High-Tech Cheating and How to Stop It

Students Take Charge

Educational researchers believe the measures are starting to have an effect. In a 2006 survey of 35,000 high school students, 61 percent admitted to cheating, a decline from 74 percent in 2002. "There's a higher awareness around schools about the problem," says Michael Josephson. "At schools that are trying to stop it, the tide may be slowly turning."

In some cases it is students who are leading the charge. A year ago Alexander Levitt organized a committee of students, teachers, and administrators at Algonquin to create an honor code that clearly spells out ethical behavior and defines academic misconduct. They've yet to determine specific penalties for those who plagiarize or cheat on exams, or those who fail to report classmates who do, but serious offenders may be expelled and have their transgressions noted on their transcripts.
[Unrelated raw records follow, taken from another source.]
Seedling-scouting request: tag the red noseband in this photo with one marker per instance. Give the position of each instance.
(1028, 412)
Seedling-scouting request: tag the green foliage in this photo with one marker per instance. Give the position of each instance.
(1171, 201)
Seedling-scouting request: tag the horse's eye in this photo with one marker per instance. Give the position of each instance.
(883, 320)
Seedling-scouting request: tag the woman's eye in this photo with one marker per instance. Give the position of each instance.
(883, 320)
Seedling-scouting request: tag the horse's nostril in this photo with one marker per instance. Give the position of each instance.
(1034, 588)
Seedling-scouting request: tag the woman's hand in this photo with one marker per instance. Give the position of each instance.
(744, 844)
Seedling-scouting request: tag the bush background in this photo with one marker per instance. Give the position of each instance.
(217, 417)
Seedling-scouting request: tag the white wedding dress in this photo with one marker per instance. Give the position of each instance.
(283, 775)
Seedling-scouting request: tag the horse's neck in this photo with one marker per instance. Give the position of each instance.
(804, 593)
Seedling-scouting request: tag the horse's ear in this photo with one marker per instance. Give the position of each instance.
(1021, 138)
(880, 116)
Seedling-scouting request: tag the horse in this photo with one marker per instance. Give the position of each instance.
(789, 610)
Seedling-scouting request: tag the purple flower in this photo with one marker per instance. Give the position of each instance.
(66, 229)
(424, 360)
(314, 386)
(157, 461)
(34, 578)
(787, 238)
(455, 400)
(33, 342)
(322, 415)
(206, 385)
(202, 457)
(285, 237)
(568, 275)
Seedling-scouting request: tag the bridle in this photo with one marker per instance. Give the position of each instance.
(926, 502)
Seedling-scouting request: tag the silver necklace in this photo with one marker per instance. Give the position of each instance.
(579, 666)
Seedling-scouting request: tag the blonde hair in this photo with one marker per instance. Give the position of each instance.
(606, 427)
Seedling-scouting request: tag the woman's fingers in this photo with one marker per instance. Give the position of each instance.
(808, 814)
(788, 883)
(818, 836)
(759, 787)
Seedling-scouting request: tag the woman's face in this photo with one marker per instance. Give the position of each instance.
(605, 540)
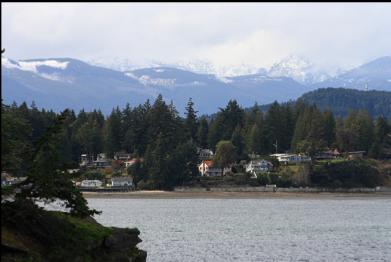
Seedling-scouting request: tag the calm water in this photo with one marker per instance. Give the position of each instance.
(255, 229)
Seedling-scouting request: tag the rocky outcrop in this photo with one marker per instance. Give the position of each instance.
(121, 246)
(30, 234)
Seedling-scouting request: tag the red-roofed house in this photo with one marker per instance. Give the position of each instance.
(206, 168)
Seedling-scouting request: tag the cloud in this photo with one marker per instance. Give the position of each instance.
(225, 34)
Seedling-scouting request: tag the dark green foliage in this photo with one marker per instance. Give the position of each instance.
(15, 140)
(47, 179)
(113, 135)
(225, 154)
(167, 143)
(310, 134)
(138, 171)
(191, 123)
(341, 100)
(202, 134)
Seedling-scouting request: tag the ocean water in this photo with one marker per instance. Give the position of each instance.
(277, 229)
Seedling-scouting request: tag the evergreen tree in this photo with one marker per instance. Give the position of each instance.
(191, 123)
(225, 154)
(202, 134)
(113, 133)
(238, 142)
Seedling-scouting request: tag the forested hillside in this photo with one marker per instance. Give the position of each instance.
(341, 100)
(167, 143)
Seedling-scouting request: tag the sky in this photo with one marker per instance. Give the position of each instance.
(224, 34)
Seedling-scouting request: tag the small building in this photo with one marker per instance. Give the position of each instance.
(205, 154)
(86, 160)
(122, 181)
(101, 161)
(73, 171)
(122, 156)
(206, 168)
(355, 155)
(291, 158)
(8, 180)
(255, 167)
(91, 183)
(330, 154)
(130, 162)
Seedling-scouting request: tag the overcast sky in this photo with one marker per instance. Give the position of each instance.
(227, 34)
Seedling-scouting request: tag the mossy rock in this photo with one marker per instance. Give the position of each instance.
(33, 234)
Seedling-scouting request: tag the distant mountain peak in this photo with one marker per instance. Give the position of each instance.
(298, 68)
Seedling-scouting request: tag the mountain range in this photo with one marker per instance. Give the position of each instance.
(58, 83)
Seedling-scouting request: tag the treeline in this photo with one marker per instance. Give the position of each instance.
(167, 142)
(342, 100)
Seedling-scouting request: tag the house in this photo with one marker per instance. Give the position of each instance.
(258, 166)
(73, 171)
(122, 156)
(291, 158)
(206, 168)
(101, 161)
(130, 162)
(86, 160)
(122, 181)
(355, 155)
(8, 180)
(91, 183)
(204, 154)
(330, 154)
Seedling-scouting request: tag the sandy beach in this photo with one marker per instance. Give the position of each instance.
(230, 195)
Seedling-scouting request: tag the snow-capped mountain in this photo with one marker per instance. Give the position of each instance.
(206, 67)
(375, 75)
(300, 69)
(58, 83)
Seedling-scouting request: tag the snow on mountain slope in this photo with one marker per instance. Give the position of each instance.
(372, 75)
(298, 68)
(56, 83)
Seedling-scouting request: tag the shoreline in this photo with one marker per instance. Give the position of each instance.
(231, 195)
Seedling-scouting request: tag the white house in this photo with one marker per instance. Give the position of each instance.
(91, 183)
(291, 158)
(258, 166)
(130, 162)
(122, 156)
(205, 154)
(206, 168)
(122, 181)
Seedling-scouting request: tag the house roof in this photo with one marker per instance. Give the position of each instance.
(209, 163)
(122, 179)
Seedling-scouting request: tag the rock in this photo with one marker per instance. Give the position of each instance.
(122, 238)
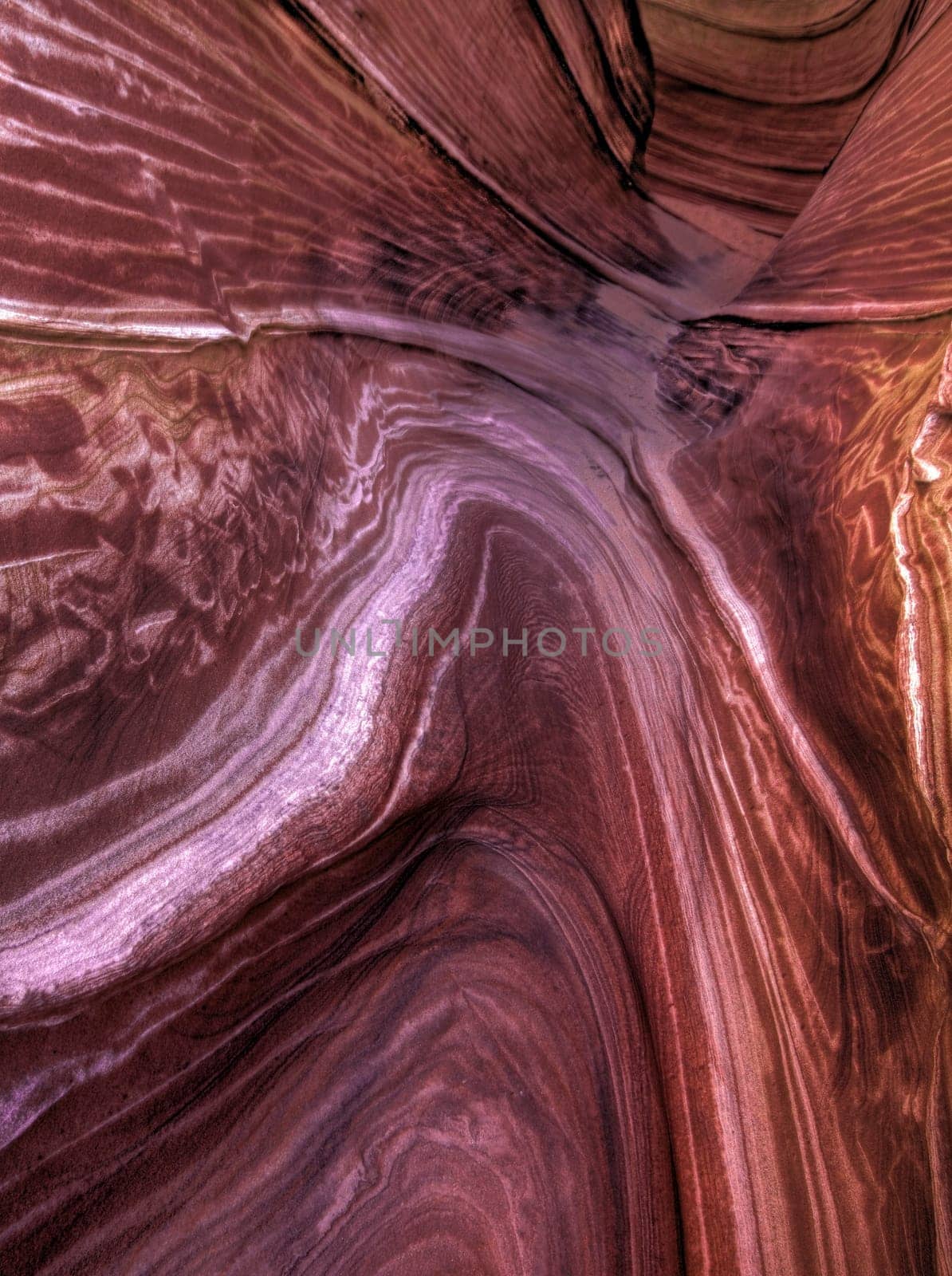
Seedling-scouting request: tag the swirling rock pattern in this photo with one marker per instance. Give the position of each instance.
(318, 316)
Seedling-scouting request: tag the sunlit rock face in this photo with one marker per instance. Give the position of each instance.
(359, 952)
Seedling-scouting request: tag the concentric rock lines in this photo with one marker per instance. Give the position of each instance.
(489, 319)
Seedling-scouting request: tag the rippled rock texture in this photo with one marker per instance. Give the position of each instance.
(490, 317)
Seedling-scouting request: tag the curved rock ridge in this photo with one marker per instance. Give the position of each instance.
(756, 100)
(475, 651)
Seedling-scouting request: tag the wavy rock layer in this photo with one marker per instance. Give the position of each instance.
(395, 959)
Although his classmates have mixed views of Levitt -- "I've been called a complainer and a goody-goody," he acknowledges -- school officials praise his efforts. "An honor code is a kind of north star that guides you to a higher standard," says Beth Wittcoff, a committee member and principal of nearby Annie Sullivan Middle School. "It's a positive step." For his part, Levitt, who last fall started attending Vanderbilt University in Nashville, says he will keep tabs on the new regulations by staying in touch with committee members via e-mail and text messaging. "The same technology that allows kids to cheat will help me create a way to stop it," he says. "I like that."